Gobbles Gobble's Take: If you live in Louisiana, Florida, or coastal Texas, your insurance bill isn't a bug in the system — it's the system working exactly as designed to price you out.

Source: Google News


California Courts Block Expanded FAIR Plan Coverage

California's Insurance Commissioner Ricardo Lara tried to force the state's insurer of last resort to offer liability and water-damage coverage — the stuff that makes a home insurance policy actually useful. A Department of Insurance regulation would have required it. The California FAIR Plan would have had to step up. Then a state appeals court blocked the entire thing.

The court's reasoning: the FAIR Plan was designed in 1968 to be a bare-bones safety net for people who can't get insurance anywhere else. Liability coverage wasn't part of the original legislative intent. So even though homeowners on the FAIR Plan must hunt for supplemental "difference-in-conditions" policies in a market widely considered dysfunctional, the court said that's not the FAIR Plan's problem to solve. Lara said he is "looking at all available options" following the decision.

The gap is real and growing. The FAIR Plan had about 160,000 active dwelling policies following a series of catastrophic wildfires — by September that number had grown to 646,000. Broker Dina Smith says she places roughly 90% of her wrap-around clients with carriers not regulated by the state, with combined coverage typically costing at least twice a regular policy. Retired nurse Nancy Reed, 71, is paying about $2,000 for 12 months of supplemental coverage and has already been dropped by two carriers. "I'm holding my breath to see if I will be renewed next year," she said.

Gobbles Gobble's Take: The court protected the FAIR Plan's legal definition — it didn't protect the 646,000 homeowners stuck shopping a market that keeps dropping them.

Source: Los Angeles Times


Three Economists Just Proposed a Federal Rescue. Here's Why It Might Actually Work.

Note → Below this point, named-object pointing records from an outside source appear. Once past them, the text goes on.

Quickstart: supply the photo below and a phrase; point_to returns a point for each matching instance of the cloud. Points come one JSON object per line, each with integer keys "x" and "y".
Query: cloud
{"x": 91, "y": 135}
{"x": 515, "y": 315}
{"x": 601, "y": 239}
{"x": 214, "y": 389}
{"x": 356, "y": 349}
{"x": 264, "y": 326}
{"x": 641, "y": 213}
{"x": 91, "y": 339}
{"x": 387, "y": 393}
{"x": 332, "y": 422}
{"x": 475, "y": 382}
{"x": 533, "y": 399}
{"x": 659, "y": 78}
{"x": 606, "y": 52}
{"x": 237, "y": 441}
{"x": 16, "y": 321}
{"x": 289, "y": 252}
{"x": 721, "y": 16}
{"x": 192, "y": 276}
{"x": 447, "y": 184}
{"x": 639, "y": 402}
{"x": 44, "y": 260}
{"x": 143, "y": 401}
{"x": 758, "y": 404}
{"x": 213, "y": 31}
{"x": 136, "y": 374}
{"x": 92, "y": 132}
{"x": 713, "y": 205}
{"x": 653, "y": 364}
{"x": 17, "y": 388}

The private reinsurance market has a breaking point. We're hitting it. Inflation-adjusted premiums rose 28% nationally between 2017 and 2024. Insurers are exiting states. FAIR Plans are drowning in exposure. And now three economists from Wisconsin and Wharton are proposing something radical: a new federal entity called "US Re" that would sell reinsurance to homeowners' insurers — not to homeowners directly, but to the companies that insure homes.

The idea is deliberately narrow. It doesn't try to replace the private market or turn the government into an insurance company. Instead, it targets the reinsurance layer — the protection that insurers buy when they face catastrophic losses. The key mechanism is the federal government's cost of capital. Because the US Treasury can borrow at rates unavailable to private market participants, US Re could price catastrophic reinsurance at lower and more stable rates than private reinsurers can offer. The authors are careful to call this a structural fix, not a subsidy.

Why this matters: reinsurance is where the real bottleneck is. California's FAIR Plan received nearly 4,800 claims from the January 2025 Los Angeles wildfires — events that produced estimated total losses that could exceed $250 billion — and needed a $1 billion assessment on private insurers just to stay solvent. Florida, Louisiana, and Texas aren't far behind. The proposal comes from the Brookings Institution's Hamilton Project and is explicitly designed to avoid the failures of past government insurance experiments, including the debt-laden National Flood Insurance Program.

Gobbles Gobble's Take: This won't fix your premium tomorrow — but it's the first serious proposal that might actually address why premiums broke in the first place.